Eating My Words on OpenID
Between a private email from Aswath and other posts on OpenID, I have reconsidered my opinion on this. It may not be such a bad thing after all.
What really hit me in the shower this morning was how much OpenID was like SSL certificates. As you may or may not know, an SSL certificate is used when communicating with a website security. SSL certificates can be used to authenticate the server you are talking to. Conversely, you can also use SSL certificates to authenticate yourself to the website, though that use is less common.

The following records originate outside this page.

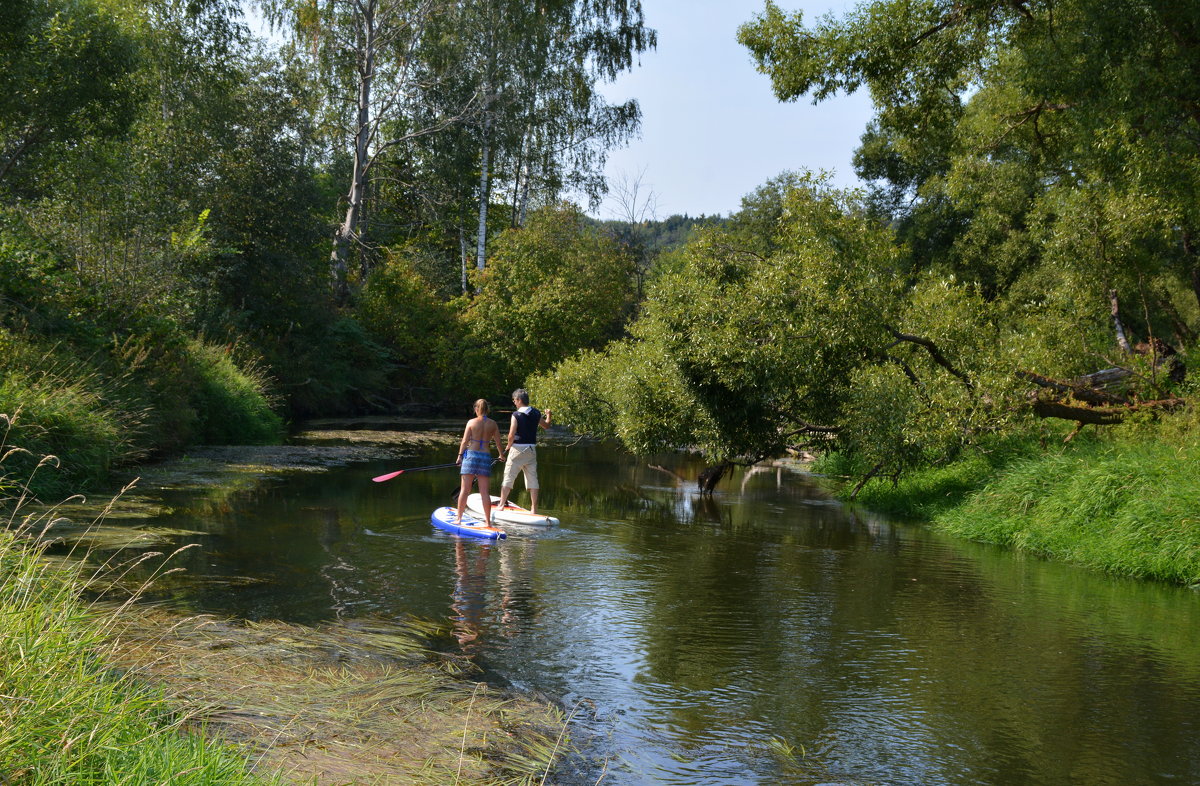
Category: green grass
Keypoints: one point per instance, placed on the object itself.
(1126, 502)
(65, 717)
(1126, 508)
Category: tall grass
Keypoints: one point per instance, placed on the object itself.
(66, 717)
(1125, 508)
(1126, 501)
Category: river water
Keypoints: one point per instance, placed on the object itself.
(762, 635)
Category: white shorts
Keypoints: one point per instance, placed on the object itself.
(521, 459)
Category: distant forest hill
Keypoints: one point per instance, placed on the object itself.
(652, 238)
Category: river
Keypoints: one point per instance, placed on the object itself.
(762, 635)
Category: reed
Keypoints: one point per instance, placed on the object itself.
(1122, 502)
(108, 691)
(66, 717)
(1125, 508)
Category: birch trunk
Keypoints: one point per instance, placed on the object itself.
(484, 196)
(348, 231)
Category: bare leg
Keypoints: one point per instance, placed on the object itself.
(463, 490)
(484, 480)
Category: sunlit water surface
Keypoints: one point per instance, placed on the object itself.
(762, 635)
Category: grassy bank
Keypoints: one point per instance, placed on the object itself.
(1126, 502)
(67, 717)
(118, 693)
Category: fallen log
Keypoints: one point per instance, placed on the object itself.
(1077, 389)
(1101, 415)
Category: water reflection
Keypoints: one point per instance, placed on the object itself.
(709, 639)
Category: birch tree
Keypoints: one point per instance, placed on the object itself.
(367, 57)
(541, 124)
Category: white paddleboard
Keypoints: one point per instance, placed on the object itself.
(511, 514)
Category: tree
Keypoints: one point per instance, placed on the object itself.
(367, 58)
(816, 335)
(541, 126)
(65, 77)
(553, 288)
(994, 117)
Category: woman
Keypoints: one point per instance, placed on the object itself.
(475, 460)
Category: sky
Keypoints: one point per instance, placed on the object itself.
(712, 130)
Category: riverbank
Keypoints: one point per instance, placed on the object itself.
(105, 691)
(1123, 502)
(115, 690)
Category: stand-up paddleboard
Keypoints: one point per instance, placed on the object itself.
(510, 514)
(472, 526)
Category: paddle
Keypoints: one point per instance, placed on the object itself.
(401, 472)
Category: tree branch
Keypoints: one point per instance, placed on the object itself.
(934, 352)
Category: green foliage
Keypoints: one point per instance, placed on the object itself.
(229, 399)
(76, 720)
(1091, 507)
(57, 406)
(401, 311)
(66, 73)
(551, 289)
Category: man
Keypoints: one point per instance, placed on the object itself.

What’s cool about SSL is that anyone can make an SSL certificate. It does require the right tools, of course, but it can be done. Part of creating an SSL certificate is the signing process. An SSL certificate must be signed by someone–referred to a a signing authority–authenticating that it is your certificate. What makes SSL more or less transparent to end users is that the signatures of several common signing authorities are included in your web browser. That way, when you by that used fuzzy bathrobe on eBay or that cool computer upgrade from NewEgg, “it just works.” You see the little lock icon in your browser, you know it’s safe.
Of course, anyone can sign an SSL certificate. You can even sign it yourself if you’d like. When you hit a website with an SSL certificate signed by someone not in the browser, you get a rather confusing dialog saying “this website’s certificate is signed by someone you don’t trust.” Pity the poor, uneducated end user who has to make that call. For a test server or a server accessed by relatively few people, a self-signed certificate might be okay. For mass-marked sites, however, you’re better off paying the Verisign Tax and getting a properly signed SSL certificate.
Unlike with SSL certificates, the onus of deciding whose OpenID server to trust is moved to the operator of the website. One would hope that website operators are a little more intelligent about these things, but it’s still going to be a process that will have to get worked out. I think what will ultimately happen is that there will be a handful of OpenID “servers” that everyone will trust. Anyone will be able to set up their own OpenID server, but the default will be not to trust them and the website operator will have to make a choice to trust it or not.
While I agree that OpenID is certainly open, I see OpenID evolving in much the same way as SSL certificates have. What this ultimately means is that while anyone can create an OpenID server, there will only be a handful of servers that will be widely trusted.